# 2009 Famous Person?



## Sychoclown (Sep 1, 2005)

I think Jon and Kate plus 8 have been in the news alot lately. You could do Madonna with some black dolls attached to you. This might be wrong but how about a zombie Farah Faucett.


----------



## Halloweeeiner (Sep 20, 2007)

try and get a Michael Jackson costume together


----------



## TheEighthPlague (Jun 4, 2009)

Zombie George Washington?

You could do a rolling-over-in-his-grave impression for laughs!


----------



## Halloween Princess (Sep 23, 2008)

Katy Perry is big right now. For guys, a Bruno costume would be great.


----------



## GDfreak (Jul 11, 2006)

Halloween Princess said:


> Katy Perry is big right now. For guys, a Bruno costume would be great.
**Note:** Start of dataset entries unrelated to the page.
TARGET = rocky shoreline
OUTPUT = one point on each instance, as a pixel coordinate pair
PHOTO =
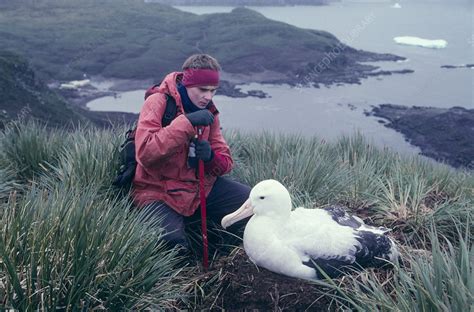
(444, 134)
(311, 75)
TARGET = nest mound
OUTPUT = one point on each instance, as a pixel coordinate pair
(243, 285)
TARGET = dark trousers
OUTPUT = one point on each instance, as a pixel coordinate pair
(225, 197)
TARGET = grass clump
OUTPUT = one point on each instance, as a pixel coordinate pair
(69, 241)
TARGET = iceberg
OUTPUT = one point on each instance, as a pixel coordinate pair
(75, 84)
(425, 43)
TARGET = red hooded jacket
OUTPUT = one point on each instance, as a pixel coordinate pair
(162, 172)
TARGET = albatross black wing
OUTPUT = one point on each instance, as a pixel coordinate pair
(340, 215)
(376, 249)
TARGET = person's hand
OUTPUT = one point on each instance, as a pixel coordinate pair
(201, 118)
(203, 150)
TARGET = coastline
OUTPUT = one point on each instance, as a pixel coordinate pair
(445, 135)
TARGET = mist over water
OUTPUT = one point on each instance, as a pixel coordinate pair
(331, 112)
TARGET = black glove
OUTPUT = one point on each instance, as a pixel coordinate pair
(203, 150)
(201, 118)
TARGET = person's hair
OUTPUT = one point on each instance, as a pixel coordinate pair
(201, 61)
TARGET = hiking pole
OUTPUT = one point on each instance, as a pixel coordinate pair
(202, 195)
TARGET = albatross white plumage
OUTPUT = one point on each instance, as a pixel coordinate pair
(292, 242)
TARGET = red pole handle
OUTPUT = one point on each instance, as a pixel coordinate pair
(202, 195)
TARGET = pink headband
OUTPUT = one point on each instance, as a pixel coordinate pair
(200, 77)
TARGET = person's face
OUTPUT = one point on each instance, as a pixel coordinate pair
(201, 95)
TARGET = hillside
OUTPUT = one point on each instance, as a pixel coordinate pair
(23, 95)
(68, 240)
(243, 2)
(135, 40)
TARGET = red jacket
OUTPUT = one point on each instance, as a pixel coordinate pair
(162, 172)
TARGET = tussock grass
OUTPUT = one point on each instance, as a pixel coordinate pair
(441, 279)
(70, 241)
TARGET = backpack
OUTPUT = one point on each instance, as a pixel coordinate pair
(128, 162)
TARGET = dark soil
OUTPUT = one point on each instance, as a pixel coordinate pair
(246, 286)
(444, 134)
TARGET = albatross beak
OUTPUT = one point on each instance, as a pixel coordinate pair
(246, 210)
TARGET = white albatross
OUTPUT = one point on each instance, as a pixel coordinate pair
(292, 242)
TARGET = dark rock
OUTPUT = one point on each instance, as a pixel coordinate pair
(445, 134)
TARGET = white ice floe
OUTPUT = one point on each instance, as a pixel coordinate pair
(420, 42)
(75, 84)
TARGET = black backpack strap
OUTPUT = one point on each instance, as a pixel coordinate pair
(170, 111)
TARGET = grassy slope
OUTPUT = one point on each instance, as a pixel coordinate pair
(24, 96)
(21, 93)
(131, 39)
(97, 257)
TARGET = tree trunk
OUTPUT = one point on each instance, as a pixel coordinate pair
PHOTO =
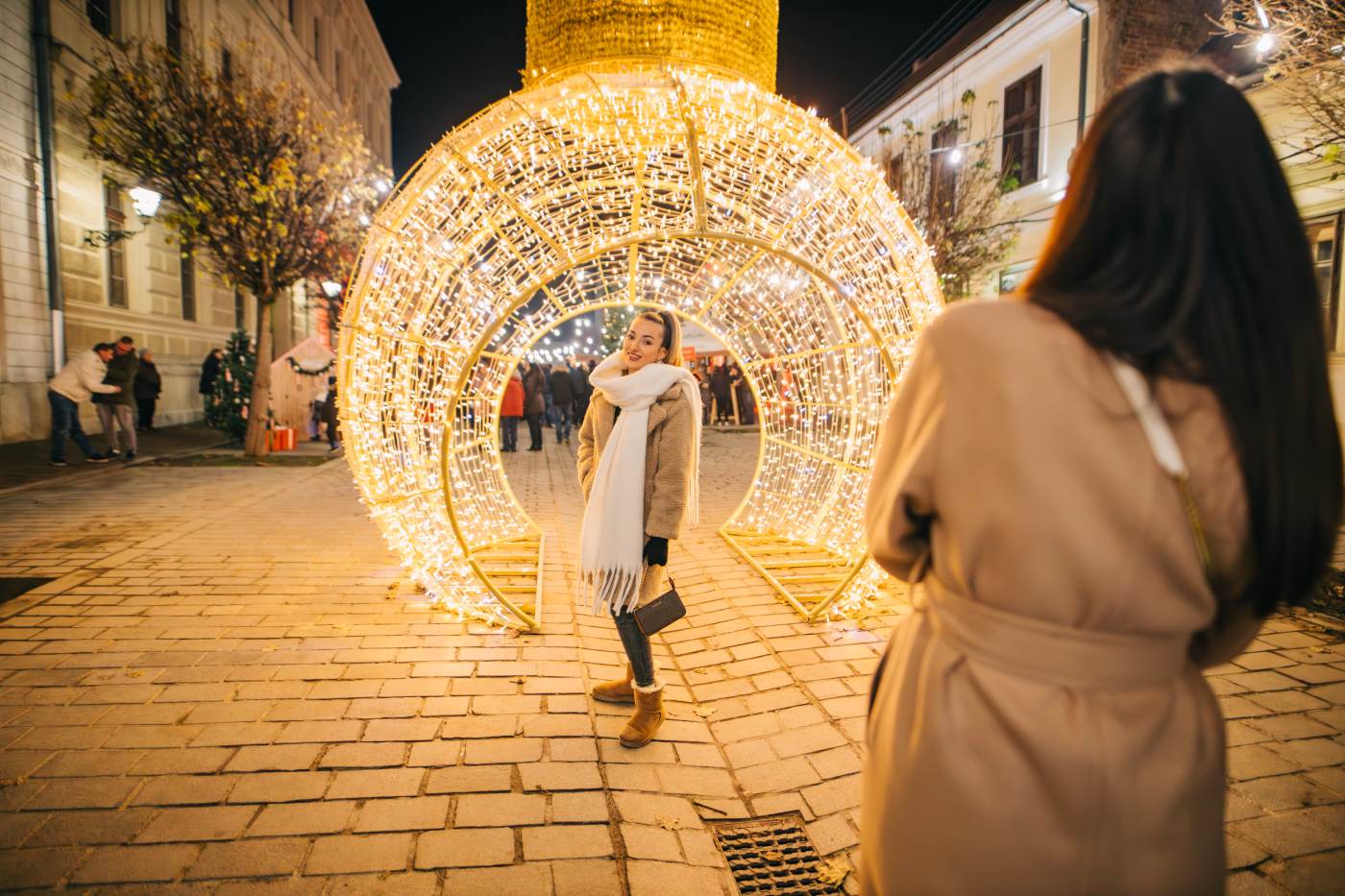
(257, 443)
BRUNO!!! hahaha! good idea.


----------



## Annea (Aug 14, 2004)

I thought Borat was worse, especially in the man-kini


----------



## Wolfman (Apr 15, 2004)

How about this "Famous 2009 Person"?


Video of Nadya Suleman Octomom Giving Birth | Dork Humor


A Pair of humongous red lips, a pillow on your stomach carrying eight baby dolls- OCTOMOM!


----------



## victoria1313 (Jan 29, 2009)

hard to say without knowing what u look like?


----------



## Halloween Fan (Jul 12, 2009)

I wonder how many people will be as Bruno this year.

That would also be a SCARY costume.


----------



## OMGDan (Sep 28, 2006)

Yeah i'm willing to put my money on Michael Jackson being one of the biggest ones this year. Especially with the high-school - college age guys looking for the shock factor.

I think there'll be a few Bruno's but as much as i thought that movie was hilarious i don't think it might have the staying power to reach Halloween, unless the DVD get's released in fall.


----------



## psox16 (Jun 6, 2009)

definitely mj, although billy mays would be an easy one to do. i'd bet there will be some familiar political faces. obama and sarah palin. even tho the election was last year, i would expect to see them this year.


----------



## kprimm (Apr 3, 2009)

How about Susan boyle from britians got talent?


----------



## halloweencreature (Aug 6, 2008)

I thinks wolfman's octomom idea is awesome!!!! You could even post a sign on the back saying something like please donate at my website: (whatever she used for donations). Good luck!



Wolfman said:


> How about this "Famous 2009 Person"?
> 
> 
> Video of Nadya Suleman Octomom Giving Birth | Dork Humor
> ...


----------



## wristslitter (Nov 21, 2008)

Zombie Michael Jackson????


----------